A Lippert Pictures throwaway...dull, stiff, stiff, and dull...
2 April 2010 | by (United States) – See all my reviews

Pier 23 (1951)

There are so many holes in this film, the best thing about it is it's less than an hour long.

It is set in a unique place, on the docks of San Francisco across from Alcatraz. And the entertainment wrestling is a fun addition, though it comes just a year after Dassin's "Night and the City" which does everything, including the wrestling, that this movie wishes it did. (I saw "Night and the City" last night, purely by coincidence. There is even one actor carryover, the wrestler/thug in both movies played by Mike Mazurki.)

But the man who wishes he was Robert Mitchum (or Bogart, or Widmark) is a clumsy, clunky Hugh Beaumont. Even his role in the movie is nebulous. He seems to just work in a boat shop, and yet shady characters keep coming to him and getting him involved in shady things. He resists, and then agrees, again and again. And he's given a continuous stream of film noir phrases, those clipped comebacks that are great when they're original, and terrible when they are imitative. There are night scenes, guns, and several femme fatales.
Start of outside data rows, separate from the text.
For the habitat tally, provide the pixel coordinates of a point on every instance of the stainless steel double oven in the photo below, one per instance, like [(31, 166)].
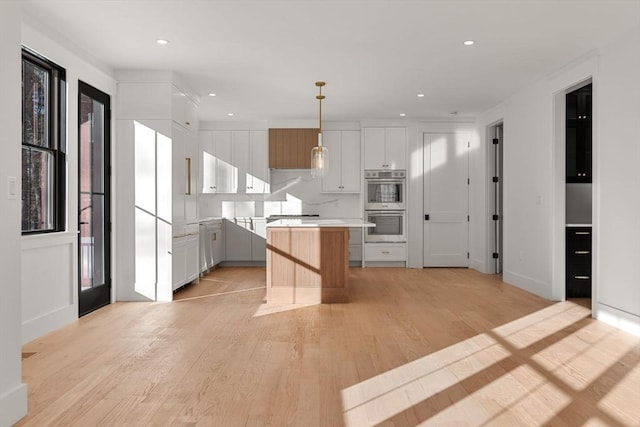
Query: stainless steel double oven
[(385, 206)]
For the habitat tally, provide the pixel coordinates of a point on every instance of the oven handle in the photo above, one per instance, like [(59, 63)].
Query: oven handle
[(385, 181), (386, 213)]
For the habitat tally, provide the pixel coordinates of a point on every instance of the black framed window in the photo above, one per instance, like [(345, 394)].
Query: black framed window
[(43, 145)]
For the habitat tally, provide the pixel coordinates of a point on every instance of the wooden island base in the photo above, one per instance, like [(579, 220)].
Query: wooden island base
[(307, 265)]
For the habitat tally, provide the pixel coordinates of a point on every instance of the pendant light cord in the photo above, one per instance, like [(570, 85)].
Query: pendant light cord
[(320, 97)]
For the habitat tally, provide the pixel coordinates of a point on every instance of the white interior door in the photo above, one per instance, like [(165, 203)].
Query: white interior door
[(446, 200)]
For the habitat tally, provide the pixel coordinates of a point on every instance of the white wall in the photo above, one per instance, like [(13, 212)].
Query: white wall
[(13, 394), (534, 213), (618, 181), (49, 262)]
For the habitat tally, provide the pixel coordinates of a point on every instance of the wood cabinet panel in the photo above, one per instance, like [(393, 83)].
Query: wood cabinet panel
[(307, 265), (290, 148)]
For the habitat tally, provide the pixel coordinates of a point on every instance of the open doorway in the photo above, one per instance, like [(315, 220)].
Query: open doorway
[(495, 136), (579, 192)]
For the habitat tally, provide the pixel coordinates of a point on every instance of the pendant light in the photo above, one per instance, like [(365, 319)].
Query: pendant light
[(319, 154)]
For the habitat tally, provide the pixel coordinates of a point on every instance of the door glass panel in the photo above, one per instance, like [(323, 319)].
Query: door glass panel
[(91, 216), (98, 236)]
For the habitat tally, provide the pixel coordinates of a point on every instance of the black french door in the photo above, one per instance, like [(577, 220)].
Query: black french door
[(94, 194)]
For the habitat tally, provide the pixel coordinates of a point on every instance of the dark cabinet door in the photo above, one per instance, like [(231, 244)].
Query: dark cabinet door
[(578, 135), (578, 258)]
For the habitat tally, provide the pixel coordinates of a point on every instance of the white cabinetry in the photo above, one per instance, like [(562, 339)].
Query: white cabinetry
[(250, 151), (343, 173), (211, 244), (218, 174), (217, 244), (355, 244), (158, 120), (234, 161), (385, 148), (385, 252), (245, 239), (184, 260), (184, 109)]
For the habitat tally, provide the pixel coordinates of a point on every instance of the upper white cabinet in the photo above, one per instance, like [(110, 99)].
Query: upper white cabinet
[(184, 109), (217, 171), (250, 150), (343, 173), (234, 161), (385, 148), (159, 122)]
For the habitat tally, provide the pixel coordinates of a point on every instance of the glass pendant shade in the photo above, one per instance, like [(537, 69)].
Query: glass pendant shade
[(319, 159)]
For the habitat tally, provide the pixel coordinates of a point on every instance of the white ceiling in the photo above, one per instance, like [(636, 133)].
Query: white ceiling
[(262, 57)]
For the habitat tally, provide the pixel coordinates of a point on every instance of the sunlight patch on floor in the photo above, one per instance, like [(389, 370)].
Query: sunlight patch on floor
[(465, 381), (219, 294), (266, 309)]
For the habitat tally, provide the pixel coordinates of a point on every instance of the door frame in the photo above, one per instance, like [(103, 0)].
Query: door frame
[(559, 289), (455, 133), (490, 162), (101, 296)]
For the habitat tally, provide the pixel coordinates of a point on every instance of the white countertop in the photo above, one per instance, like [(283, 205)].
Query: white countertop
[(315, 222)]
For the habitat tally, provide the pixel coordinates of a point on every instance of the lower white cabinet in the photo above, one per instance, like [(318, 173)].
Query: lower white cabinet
[(211, 244), (245, 239), (385, 251), (185, 262), (355, 244), (217, 244), (178, 262)]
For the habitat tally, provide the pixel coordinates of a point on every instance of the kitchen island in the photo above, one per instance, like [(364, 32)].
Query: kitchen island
[(308, 260)]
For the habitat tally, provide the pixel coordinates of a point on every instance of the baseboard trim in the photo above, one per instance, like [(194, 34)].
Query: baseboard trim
[(617, 318), (528, 284), (13, 405), (478, 265), (243, 264), (39, 326)]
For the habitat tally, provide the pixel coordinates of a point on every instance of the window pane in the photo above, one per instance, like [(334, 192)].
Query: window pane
[(35, 105), (37, 190)]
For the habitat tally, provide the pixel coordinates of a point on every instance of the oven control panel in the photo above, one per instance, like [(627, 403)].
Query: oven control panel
[(385, 174)]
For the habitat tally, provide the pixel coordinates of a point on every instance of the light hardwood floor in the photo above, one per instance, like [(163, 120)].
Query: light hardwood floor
[(412, 347)]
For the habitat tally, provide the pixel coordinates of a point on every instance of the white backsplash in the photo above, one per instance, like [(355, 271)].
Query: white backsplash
[(293, 191)]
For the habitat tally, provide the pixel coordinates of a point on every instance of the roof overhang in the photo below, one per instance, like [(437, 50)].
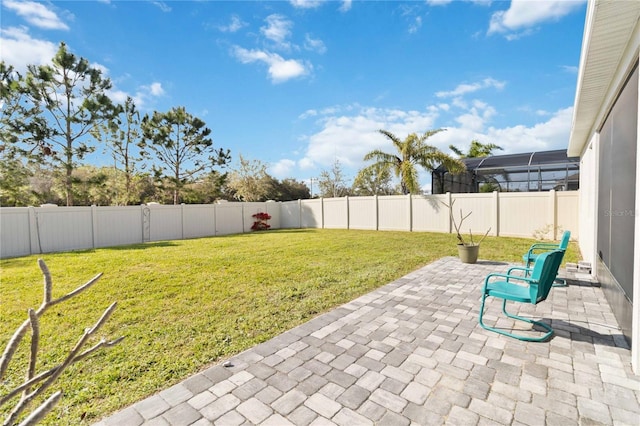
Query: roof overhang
[(611, 33)]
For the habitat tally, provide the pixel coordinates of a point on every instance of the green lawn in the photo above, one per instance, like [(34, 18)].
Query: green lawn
[(184, 305)]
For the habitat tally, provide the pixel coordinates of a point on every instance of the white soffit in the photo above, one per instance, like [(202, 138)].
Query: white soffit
[(608, 28)]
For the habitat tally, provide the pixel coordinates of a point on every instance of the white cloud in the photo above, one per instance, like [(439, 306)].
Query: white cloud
[(415, 26), (20, 49), (119, 96), (547, 135), (465, 88), (155, 89), (280, 69), (346, 6), (315, 45), (162, 6), (348, 133), (522, 15), (144, 95), (282, 168), (234, 25), (36, 14), (278, 29), (306, 4)]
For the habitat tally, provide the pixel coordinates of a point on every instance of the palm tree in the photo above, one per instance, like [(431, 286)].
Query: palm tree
[(412, 152), (476, 149)]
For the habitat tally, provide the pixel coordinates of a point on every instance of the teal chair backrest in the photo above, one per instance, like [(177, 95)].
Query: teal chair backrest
[(544, 272)]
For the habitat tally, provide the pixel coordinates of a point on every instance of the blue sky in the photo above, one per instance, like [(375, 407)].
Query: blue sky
[(300, 84)]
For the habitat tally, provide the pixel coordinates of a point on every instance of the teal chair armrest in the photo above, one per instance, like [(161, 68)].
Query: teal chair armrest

But I'm not sure there's a plot to speak of. Rather, there is a series of little incidents that get explained from one to the next, with an occasional smack on the head between. It's patched together and weirdly dull, partly because it was intended to be second string fare right from the start, and constructed so that it could be broken up for shorter television episode broadcast, too. One script fits all? This was a Lippert Pictures strategy, and Robert L. Lippert managed to have a full fledged career doing bottom level movies like this (eat your heart out Ed Wood) and is maybe most famous for helping get Sam Fuller's career going. Fuller directed three films for Lippert for free

But that's "history," and this is a movie, flesh and blood. And you know, writing, camera-work, acting, directing, a lot of things are required to make either a good movie or a good television show, and when you don't have any of them quite right, or to put it another way, when you have all of them only half right, it's rough going. I'd skip it.